Predictors of bias included the impact of source of funding on reporting of the PE, the relationship between the quality of reporting of the PE and of toxicity and the frequency of a change in the PE from the original protocol (when this could be obtained from ClinicalTrials.gov) to a published paper. Also whether the JIF, setting of the trial (adjuvant versus metastatic), definitive versus surrogate end point (e.g. OS compared with PFS or DFS) and modification of the PE influenced the prevalence of bias or spin.

statistical analysis

Data were presented descriptively as means or medians. Predictors of bias were assessed by the chi-squared test and by univariable logistic regression (categorical variables) or univariable linear regression (continuous variables). Correlations between variables were tested using Spearman's correlation and the magnitude of association was assessed as described by Burnand et al. [14]. All statistical analyses were conducted using SPSS statistical software version 17 (IBM Corp, Arkmon, New York). All significance tests were two-sided using an alpha level of 0.05. No correction was applied for multiple statistical testing.

results

A total of 568 articles were identified initially and 164 RCTs (148 for systemic therapy, 11 for radiation therapy and 5 for surgical therapy) were eligible for analysis (Figure 3). The characteristics of the trials are reported in Table 1. Eighty-one trials (49.4%) were conducted in the adjuvant setting and 83 (50.6%) evaluated experimental therapy for women with metastatic breast cancer. OS was the PE in only 27 trials (16.5%) and DFS or PFS was the PE in 137 studies (83.5%). Only 30 trials (18%) were identified as included in ClinicalTrials.gov. Among these studies, the PE was changed in the final report in seven (23.3%) studies. Seventy-two (43.9%) studies were positive with a significant P-value for the difference in primary endpoint favoring the experimental arm compared with 92 (56.1%) with a non-significant P-value. The majority, 150 trials (91.4%), were published in medium or high impact journals; the calculated median impact factor was 19. Bias in reporting efficacy (Spearman's rho = 0.27 and chi-squared P = 0.30) and toxicity (Spearman's rho = 0.46 and chi-squared P = 0.06) were not influenced by date of publication.

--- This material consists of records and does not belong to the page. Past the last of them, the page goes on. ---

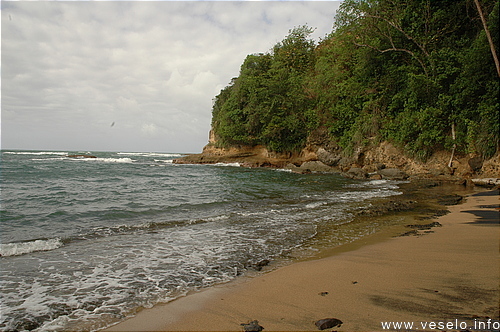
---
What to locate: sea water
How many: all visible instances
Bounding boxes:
[0,151,400,331]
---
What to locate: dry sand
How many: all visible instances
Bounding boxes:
[104,190,500,331]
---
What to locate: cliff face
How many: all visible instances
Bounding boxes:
[175,128,500,180]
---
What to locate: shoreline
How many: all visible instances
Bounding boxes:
[105,190,500,331]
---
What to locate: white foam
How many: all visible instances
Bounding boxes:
[0,239,63,257]
[3,151,68,156]
[71,158,135,163]
[117,152,182,158]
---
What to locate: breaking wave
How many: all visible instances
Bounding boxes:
[0,238,64,257]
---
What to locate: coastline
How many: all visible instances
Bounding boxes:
[106,190,500,331]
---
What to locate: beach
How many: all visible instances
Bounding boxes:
[107,190,500,331]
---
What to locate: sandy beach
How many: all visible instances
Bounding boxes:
[107,190,500,331]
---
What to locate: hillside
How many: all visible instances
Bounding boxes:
[178,0,500,177]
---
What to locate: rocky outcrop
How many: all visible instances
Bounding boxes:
[285,160,338,174]
[377,168,409,180]
[174,128,500,185]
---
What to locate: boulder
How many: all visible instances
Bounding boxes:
[300,160,333,172]
[240,320,264,332]
[346,167,368,179]
[316,148,342,166]
[285,160,335,174]
[468,157,483,172]
[314,318,342,330]
[377,168,409,180]
[471,178,500,187]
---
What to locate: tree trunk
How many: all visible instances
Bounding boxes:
[448,122,457,168]
[474,0,500,77]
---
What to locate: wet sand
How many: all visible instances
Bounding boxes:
[104,190,500,331]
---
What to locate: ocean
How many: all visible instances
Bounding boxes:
[0,150,401,331]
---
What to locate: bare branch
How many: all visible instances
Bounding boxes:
[354,40,428,76]
[474,0,500,77]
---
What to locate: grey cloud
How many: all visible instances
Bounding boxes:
[1,1,338,152]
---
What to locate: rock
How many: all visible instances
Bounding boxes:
[300,160,333,172]
[438,195,464,205]
[471,178,500,187]
[345,167,368,179]
[68,154,97,158]
[377,168,409,180]
[285,160,335,174]
[468,157,483,172]
[240,320,264,332]
[316,148,342,166]
[253,259,271,271]
[355,200,417,216]
[314,318,342,330]
[406,221,443,229]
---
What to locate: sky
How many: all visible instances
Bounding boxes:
[1,1,340,153]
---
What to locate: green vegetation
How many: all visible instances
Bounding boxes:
[212,0,500,159]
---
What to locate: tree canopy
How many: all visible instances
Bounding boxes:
[212,0,500,159]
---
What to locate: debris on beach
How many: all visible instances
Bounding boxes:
[314,318,342,330]
[240,320,264,332]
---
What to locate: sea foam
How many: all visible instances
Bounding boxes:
[0,238,63,257]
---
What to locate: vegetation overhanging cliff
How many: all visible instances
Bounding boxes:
[176,0,500,177]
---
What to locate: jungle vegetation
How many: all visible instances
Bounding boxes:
[212,0,500,160]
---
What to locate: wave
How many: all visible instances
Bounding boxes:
[214,163,241,167]
[117,152,183,158]
[70,158,135,163]
[2,151,68,156]
[0,238,64,257]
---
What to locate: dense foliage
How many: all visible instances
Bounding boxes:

bias in the reporting of the primary end point

Fifty-four trials (32.9% of the total sample) were reported as positive, based on a non-PE, despite not finding a statistically significant difference in the PE. These reports were biased and used spin in an attempt to conceal that bias. When assessing only those reports with a non-significant difference in the PE between the arms (N = 92), the incidence of this bias increased to 59.0%. Compared with studies with a statistically significant difference between arms in the PE, studies with a non-significant difference showed a statistically significant association with not reporting the PE in the concluding statement of the abstract (27% versus 7%, OR = 5.15, 95% CI = 1.86–14.26, P = 0.001. Compared with studies where the PE did not change, there was a trend for trials with a change of PE to report a statistically significant difference for (the new) PE (OR = 2.29, 95% CI = 0.37–14.32, P = 0.47). There was no association between the JIF and bias (Spearman's rho = −0.10, P = 0.20).

There were no apparent differences in the probability of bias in trials conducted in the adjuvant or metastatic settings (Chi-squared P = 0.146). There was also no association between bias and the type of PE, (OS versus DFS or PFS, chi-squared P = 0.23).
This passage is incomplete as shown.